As we follow Noxeema, Chi-Chi, and Vida on their journey to turn around a depressed small town and get crowned Miss Drag Queen of America, we really root for the underdogs. They begin to enact change in the town simply through their presence. Chi-Chi falls in love, for example, while Vida attempts to save a woman from her abusive marriage. And as they champion the confidence of the town’s locals, the locals band together to protect them from the obsessed cop tailing them. This results in an awesome, campy collaboration between the town’s residents and the visiting queens. You just can’t get better than everyone in town — from an elderly woman to Stockard Channing in a bright red wedding dress — standing, Spartacus-style, to declare they are all drag queens. To Wong Foo’s thesis can be best seen here: Drag queens are human. So are you.

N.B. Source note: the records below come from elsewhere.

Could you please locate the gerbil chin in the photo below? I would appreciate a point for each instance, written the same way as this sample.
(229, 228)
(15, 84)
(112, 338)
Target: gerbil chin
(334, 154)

What We Can Learn From ‘To Wong Foo, Thanks for Everything! Julie Newmar’
When To Wong Foo, Thanks for Everything! Julie Newmar came out, the film was criticized from within the queer community for its use of cis writers and cis-hetero actors. In its push to show drag performers’ humanity, the film also leans a bit on the saccharine side at times — it’s almost entirely devoid of sex. Today’s social media users have even noted that a debut now might even attract protests.
Art reminds us both of how far we’ve come and how far we have left to go. It can teach us, and remind us of every person’s humanity. To Wong Foo, Thanks for Everything! Julie Newmar is a slightly silly, highly saturated dip into drag culture. There’s plenty to criticize about this film, and its existence provides context for what not to take with us into future, more aligned stories that celebrate the drag community.